Ее голос темен и звучит отчаянием. И все трое молчат недолго, объятые очарованием трогательных слов.
Опять говорит Софья Александровна. Голос ее кажется спокойным и звучит неторопливо, мерно:
– Нет никакого утешения для умирающего. Тоска его неодолима. Холодная луна мучительно томит его. Из его горла рвется стон, подобный дикому вою плененного зверя.
Тоскливо говорит Наташа:
– Но он не один, не один. Мы же с ним в его тоске.
Ее глаза – они чернее черной ночи – поднимаются к неживой в небесах луне, и зеленая чародейка отражается в них и томно мучит.

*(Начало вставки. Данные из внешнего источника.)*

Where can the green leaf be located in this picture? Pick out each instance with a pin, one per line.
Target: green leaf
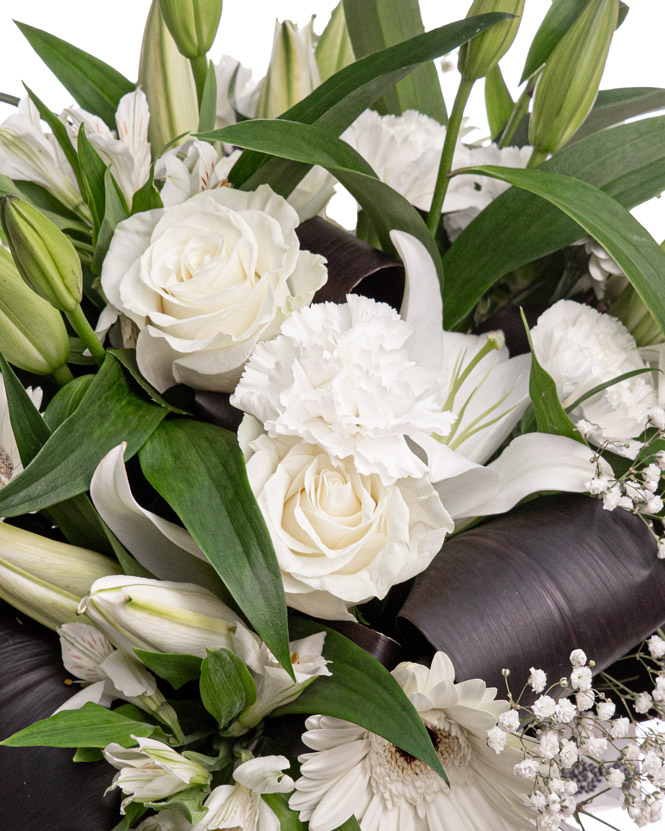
(208, 107)
(95, 85)
(199, 469)
(361, 690)
(629, 244)
(226, 685)
(615, 105)
(342, 98)
(65, 464)
(172, 667)
(279, 805)
(66, 401)
(498, 101)
(91, 726)
(627, 162)
(374, 25)
(386, 208)
(550, 414)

Софья Александровна улыбается – и улыбка ее мертва – и голосом неутолимого горя говорит опять медленно и тихо:
– Мы с ним только в его безнадежности, в его жалкой безутешности, в его темном одиночестве. Один, один, он был задушен рукою наемного палача, задушен за страшною оградою, которой нам не разрушить. И мертвая луна томила его, как она и нас томит. Искушала она его безумною жаждою диких воплей, звериного, предсмертного воя. А мы теперь, в этот час, под этою луною, разве мы не томимся тою же безумною жаждою – бежать, бежать далеко от людей, и стонать, и рыдать, и метаться от невыносимой тоски!
Она встает порывисто и идет, ломая прекрасные белые руки. Идет быстро, почти бежит, словно гонимая чужою бешеною волею. Наташа идет за нею неторопливою, но быстрою, отчетливо-мертвою походкою автомата. А за ними торопится, роняя скупые слезинки на черный плащ, Елена Кирилловна.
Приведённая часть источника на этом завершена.